The lawsuit seeks medical monitoring, compensation, and financial recovery for the short-term, long-term, and chronic injuries, financial and intangible losses, and expenses for the individual former and present NFL players and their spouses.
What can I say—it’s a wake-up call a long time in the making.
Wonder if Payless texted this piece of news…A proposed settlement (the “Settlement Agreement”) has been reached in the class action lawsuit against Payless ShoeSource, Inc. (“Payless” or “Defendant”). You may be a Member of the Settlement Class and might be eligible to receive a merchandise certificate worth up to $25 if you are a person who received one or more text messages promoting Payless products between October 29, 2005 and October 4, 2010. If you are a Settlement Class Member and the Court gives final approval to the Settlement Agreement:
You may be entitled to receive a $25 merchandise certificate (a “Settlement Payment”) or a lesser pro rata amount if the total of all claims exceeds $6,000,000.
If you are a Settlement Class Member and would like to receive your Settlement Payment, you must submit a Claim Form, either through the mail or by filling out a claim form on the claims administrator’s website. You will be giving up legal claims against Defendant and other related entities. Your claim must be submitted or postmarked no later than February 6, 2012. To find out more about the terms of the settlement and how to qualify or be excluded—visit paylesstextsettlement.com.

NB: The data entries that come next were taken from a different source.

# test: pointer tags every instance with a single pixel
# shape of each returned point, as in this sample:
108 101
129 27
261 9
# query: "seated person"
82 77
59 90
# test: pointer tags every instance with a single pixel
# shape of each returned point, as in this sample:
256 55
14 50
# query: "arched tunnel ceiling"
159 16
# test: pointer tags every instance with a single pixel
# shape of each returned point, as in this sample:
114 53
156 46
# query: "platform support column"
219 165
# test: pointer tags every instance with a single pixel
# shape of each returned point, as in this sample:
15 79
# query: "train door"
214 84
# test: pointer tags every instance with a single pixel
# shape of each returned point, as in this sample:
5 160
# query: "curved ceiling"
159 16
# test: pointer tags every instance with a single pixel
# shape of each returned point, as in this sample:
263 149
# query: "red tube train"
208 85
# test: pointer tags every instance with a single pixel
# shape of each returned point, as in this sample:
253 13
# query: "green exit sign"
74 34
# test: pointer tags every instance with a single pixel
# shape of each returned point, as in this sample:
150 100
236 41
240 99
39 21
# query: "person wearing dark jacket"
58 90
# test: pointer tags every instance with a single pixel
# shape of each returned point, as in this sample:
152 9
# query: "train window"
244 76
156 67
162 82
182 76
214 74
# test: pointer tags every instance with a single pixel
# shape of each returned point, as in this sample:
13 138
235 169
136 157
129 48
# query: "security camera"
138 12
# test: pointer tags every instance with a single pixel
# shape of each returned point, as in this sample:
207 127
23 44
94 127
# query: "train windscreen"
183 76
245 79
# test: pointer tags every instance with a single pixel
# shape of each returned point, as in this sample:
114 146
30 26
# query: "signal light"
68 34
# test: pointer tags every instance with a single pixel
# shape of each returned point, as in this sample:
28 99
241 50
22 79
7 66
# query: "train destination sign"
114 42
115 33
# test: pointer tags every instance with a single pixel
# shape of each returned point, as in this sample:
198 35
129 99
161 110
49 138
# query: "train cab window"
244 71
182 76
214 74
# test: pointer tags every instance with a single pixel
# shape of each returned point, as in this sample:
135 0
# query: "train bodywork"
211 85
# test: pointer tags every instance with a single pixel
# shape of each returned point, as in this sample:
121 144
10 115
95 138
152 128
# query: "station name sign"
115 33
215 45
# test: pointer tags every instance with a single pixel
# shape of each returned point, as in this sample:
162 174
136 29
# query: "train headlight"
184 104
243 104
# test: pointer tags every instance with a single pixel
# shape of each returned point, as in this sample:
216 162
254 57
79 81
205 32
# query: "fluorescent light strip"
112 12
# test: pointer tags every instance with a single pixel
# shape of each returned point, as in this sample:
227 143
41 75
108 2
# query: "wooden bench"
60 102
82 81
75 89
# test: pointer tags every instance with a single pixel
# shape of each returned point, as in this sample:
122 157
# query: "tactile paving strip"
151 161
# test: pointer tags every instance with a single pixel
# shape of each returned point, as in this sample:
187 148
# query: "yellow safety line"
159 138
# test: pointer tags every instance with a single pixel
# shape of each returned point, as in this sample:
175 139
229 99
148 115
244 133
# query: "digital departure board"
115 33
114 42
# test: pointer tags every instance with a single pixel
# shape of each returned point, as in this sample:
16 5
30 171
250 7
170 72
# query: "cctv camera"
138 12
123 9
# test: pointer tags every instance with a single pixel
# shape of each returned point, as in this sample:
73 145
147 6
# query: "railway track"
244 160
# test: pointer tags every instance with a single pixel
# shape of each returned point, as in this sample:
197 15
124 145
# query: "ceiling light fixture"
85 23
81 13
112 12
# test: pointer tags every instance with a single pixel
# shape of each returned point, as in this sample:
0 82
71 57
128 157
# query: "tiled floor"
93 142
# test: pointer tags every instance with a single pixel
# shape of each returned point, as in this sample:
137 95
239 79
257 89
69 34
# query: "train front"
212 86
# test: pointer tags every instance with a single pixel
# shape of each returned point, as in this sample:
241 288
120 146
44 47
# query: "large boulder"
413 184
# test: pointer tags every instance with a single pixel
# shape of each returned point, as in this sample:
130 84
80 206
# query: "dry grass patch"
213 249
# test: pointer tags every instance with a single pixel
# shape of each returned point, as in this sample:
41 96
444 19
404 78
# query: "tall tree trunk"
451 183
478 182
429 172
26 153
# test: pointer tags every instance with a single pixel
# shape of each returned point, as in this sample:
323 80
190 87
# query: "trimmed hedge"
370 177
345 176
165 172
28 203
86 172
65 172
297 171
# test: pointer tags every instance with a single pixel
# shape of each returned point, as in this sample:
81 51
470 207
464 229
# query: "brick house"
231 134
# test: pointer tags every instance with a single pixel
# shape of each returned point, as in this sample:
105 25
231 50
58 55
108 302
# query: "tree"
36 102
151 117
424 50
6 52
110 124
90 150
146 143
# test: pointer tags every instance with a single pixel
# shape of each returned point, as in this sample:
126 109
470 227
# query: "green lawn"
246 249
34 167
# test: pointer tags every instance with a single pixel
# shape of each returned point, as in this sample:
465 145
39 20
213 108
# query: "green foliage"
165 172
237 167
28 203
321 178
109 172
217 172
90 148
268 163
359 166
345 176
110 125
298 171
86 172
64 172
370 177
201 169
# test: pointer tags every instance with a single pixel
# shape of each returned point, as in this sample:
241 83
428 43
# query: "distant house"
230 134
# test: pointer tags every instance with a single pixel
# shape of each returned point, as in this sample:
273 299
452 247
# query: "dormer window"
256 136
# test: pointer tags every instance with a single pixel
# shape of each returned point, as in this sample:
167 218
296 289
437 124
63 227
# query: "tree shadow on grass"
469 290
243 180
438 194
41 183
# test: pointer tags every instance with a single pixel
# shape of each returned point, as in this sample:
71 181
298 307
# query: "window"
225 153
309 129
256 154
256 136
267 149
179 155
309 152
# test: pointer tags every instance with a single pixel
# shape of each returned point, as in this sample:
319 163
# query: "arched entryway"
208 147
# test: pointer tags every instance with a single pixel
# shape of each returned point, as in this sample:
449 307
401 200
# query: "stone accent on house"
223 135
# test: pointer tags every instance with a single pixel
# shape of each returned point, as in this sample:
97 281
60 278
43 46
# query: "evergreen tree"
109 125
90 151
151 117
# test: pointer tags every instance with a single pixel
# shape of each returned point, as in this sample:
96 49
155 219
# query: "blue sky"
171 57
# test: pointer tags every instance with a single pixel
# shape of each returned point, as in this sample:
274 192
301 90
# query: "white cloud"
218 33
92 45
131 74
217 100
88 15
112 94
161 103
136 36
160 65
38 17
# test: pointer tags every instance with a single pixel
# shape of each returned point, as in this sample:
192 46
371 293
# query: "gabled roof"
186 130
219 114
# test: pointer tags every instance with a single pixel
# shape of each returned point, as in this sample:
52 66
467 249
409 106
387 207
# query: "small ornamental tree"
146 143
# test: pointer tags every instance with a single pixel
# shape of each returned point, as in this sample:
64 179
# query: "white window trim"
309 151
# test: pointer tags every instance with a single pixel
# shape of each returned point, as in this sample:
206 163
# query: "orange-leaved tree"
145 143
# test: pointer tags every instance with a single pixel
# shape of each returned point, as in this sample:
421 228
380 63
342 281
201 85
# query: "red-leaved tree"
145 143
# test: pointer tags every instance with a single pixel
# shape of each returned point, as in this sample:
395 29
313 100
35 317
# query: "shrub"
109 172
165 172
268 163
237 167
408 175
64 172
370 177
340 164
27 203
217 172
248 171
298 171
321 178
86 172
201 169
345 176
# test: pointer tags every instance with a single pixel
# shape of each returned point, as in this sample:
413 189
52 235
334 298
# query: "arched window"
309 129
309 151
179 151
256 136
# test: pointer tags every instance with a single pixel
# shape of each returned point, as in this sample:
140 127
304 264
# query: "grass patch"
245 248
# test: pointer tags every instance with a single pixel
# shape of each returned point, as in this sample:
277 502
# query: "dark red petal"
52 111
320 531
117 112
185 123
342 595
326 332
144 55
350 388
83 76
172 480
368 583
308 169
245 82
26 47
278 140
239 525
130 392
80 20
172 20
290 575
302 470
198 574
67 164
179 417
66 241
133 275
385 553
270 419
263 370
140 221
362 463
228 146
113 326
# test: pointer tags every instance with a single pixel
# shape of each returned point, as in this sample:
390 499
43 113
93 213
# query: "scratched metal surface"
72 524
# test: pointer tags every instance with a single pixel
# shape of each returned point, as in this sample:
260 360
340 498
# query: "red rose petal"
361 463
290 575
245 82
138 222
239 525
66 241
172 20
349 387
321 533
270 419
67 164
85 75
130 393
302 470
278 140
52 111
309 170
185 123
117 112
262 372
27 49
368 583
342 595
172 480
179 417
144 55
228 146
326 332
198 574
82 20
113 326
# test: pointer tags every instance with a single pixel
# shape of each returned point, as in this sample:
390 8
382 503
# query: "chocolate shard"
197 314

One could argue this lawsuit went into overtime… but it looks like a happy ending… for the employees that is. An announcement this week—that Novartis Pharmaceuticals Corporation (NPC) has agreed to pay $99 million to settle a nationwide wage and hour class action brought by 7000 Novartis sales reps who allege NPC reps weren’t paid overtime.
The case has been working its way through the courts since 2006, and stems from claims that the sales reps don’t qualify as “outside sales” employees which would make them exempt from overtime pay. This issue has been the source of several wage and hour class actions brought by pharma sales reps from different companies who have alleged that Fair Labor Standards Act exemptions don’t apply to them.
Ok—That’s a wrap for this week. See you at the bar!